Dieu crée les humains et il voit que c’est vraiment une très bonne chose (Genèse 1). Puis en il invente le pardon : il avait promis la mort à Adam et Êve mais il leur pardonne et leur donne même des vêtements pour les protéger (Genèse 2 et 3). Puis il invente la justice et la musique (Genèse 4), la bonté (Genèse 6), l’espoir (Genèse 7) et la paix (Genèse 8). Il crée le bonheur (toujours Genèse 8) avec la stabilité des éléments permttant de produire tout ce qui est nécessaire à la vie.


Quitter père et mère

Genèse.2.18 à 25

C’est pourquoi l’homme quittera père et mère pour s’attacher à sa femme, et ils deviendront tous deux un seul être (Verset 24).
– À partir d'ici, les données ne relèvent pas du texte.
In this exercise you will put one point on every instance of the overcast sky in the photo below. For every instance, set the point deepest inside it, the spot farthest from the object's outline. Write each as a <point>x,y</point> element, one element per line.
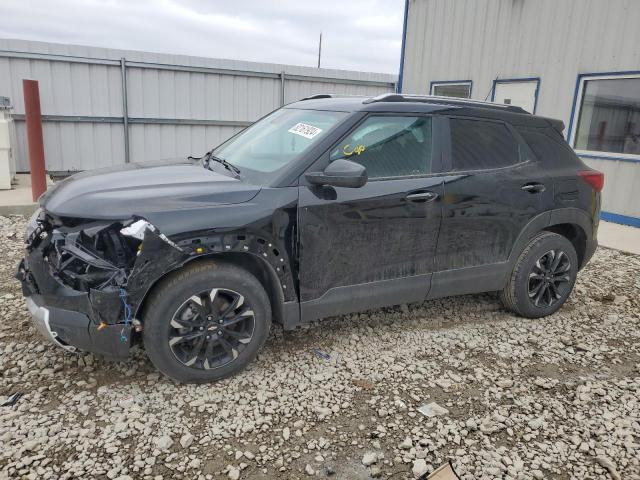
<point>357,34</point>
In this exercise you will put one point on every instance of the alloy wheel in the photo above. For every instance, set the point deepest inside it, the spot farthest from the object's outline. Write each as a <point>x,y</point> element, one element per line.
<point>211,329</point>
<point>550,278</point>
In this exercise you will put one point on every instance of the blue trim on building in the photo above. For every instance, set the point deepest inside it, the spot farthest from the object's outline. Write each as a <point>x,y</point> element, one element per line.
<point>404,42</point>
<point>445,82</point>
<point>579,79</point>
<point>622,219</point>
<point>516,80</point>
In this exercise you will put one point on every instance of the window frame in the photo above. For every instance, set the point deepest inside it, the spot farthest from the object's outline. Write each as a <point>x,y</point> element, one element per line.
<point>525,154</point>
<point>577,107</point>
<point>436,83</point>
<point>438,140</point>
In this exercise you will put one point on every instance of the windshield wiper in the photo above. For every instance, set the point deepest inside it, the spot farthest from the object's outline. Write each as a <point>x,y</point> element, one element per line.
<point>207,157</point>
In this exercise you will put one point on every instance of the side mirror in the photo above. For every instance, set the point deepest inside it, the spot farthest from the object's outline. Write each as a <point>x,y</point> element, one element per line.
<point>340,173</point>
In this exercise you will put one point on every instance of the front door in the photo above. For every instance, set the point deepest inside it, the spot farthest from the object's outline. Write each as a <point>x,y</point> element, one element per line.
<point>521,93</point>
<point>372,246</point>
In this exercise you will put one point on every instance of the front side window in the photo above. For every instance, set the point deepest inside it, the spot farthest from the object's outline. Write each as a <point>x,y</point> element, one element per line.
<point>271,143</point>
<point>389,146</point>
<point>609,119</point>
<point>456,90</point>
<point>478,144</point>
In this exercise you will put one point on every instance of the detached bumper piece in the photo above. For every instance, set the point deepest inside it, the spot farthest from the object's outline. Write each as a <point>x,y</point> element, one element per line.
<point>78,280</point>
<point>74,331</point>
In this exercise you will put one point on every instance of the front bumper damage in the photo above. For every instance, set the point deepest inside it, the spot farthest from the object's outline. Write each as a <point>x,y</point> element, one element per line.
<point>84,282</point>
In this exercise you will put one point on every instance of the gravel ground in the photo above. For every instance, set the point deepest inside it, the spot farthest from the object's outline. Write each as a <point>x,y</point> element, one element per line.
<point>511,398</point>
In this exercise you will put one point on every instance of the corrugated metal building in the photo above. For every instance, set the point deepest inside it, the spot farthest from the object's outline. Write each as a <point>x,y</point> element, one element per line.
<point>104,107</point>
<point>575,60</point>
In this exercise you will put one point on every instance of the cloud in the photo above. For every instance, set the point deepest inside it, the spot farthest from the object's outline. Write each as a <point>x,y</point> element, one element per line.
<point>357,35</point>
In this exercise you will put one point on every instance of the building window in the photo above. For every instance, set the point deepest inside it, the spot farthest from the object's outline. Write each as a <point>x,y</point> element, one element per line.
<point>458,89</point>
<point>608,115</point>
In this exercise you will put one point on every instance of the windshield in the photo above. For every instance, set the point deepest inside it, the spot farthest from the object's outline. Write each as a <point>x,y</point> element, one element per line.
<point>271,143</point>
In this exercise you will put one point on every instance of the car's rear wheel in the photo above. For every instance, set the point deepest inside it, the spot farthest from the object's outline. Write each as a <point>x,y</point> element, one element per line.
<point>206,322</point>
<point>543,276</point>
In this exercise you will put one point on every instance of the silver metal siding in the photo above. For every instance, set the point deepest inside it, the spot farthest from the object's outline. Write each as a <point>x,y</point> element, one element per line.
<point>554,40</point>
<point>86,81</point>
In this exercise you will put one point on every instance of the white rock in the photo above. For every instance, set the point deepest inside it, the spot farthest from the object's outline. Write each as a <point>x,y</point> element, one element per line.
<point>163,443</point>
<point>419,467</point>
<point>186,440</point>
<point>369,458</point>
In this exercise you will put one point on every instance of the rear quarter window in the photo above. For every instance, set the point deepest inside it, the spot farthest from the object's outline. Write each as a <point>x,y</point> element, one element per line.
<point>479,144</point>
<point>547,147</point>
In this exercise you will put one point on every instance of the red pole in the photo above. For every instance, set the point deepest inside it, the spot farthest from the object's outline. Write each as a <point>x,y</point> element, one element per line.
<point>33,119</point>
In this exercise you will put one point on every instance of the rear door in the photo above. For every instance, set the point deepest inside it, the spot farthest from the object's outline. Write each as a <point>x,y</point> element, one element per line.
<point>375,245</point>
<point>494,186</point>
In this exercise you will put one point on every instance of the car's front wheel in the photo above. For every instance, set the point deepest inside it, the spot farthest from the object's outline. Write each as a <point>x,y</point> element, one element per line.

Le peuple de Dieu s’est constitué à partir de tribus nomades dans lesquelles il n’était pas question de quitter père et mère. Par la suite, dans les familles sédentaires, cela n’était pas devenu plus courant. Les générations vivaient en général sous le même toit. Alors pourquoi ce curieux verset qui ne reflète pas la vie concrète de ce temps ? Sans nul doute, nous sommes ici dans un récit symbolique destiné à protéger l’amour.

Dès l’origine, Dieu se pose en protecteur des amoureux. Ils doivent quitter leur ancienne vie pour construire leur propre existence. Ici, l’image du père et de la mère désigne la vie dont les amants doivent faire le deuil pour vivre leur amour. Et surtout, il protège les amoureux contre les intrusions de leur entourage, celui des parents et autres gens bien intentionnés. Sous couvert de protéger l’un ou l’autre, leurs interventions s’avèrent souvent nuisibles.

Et ces comportements nocifs ont traversé les millénaires. 

Vivre

Genèse.3.1à13

La femme vit que les fruits de l’arbre étaient agréables à regarder, qu’ils devaient être bons et qu’ils donnaient envie d’en manger pour acquérir un savoir plus étendu. Elle en prit un et en mangea. Puis, elle en donna à son mari, qui était avec elle, et il en mangea, lui aussi (verset 6)

Cela ne pouvait pas durer. C’était agréable de se promener jour après jour dans un environnement merveilleux, d’être l’un avec l’autre en n’ayant d’autre but que d’être ensemble. Bien sûr, il y a des projets. Mais quand on a l’éternité devant soi, on peut remettre au lendemain ce qu’il est possible de faire le jour même. C’est beau l’amour ! Avec comme seul bonheur d’être tout simplement l’un avec l’autre. C’est comme les amours de vacances.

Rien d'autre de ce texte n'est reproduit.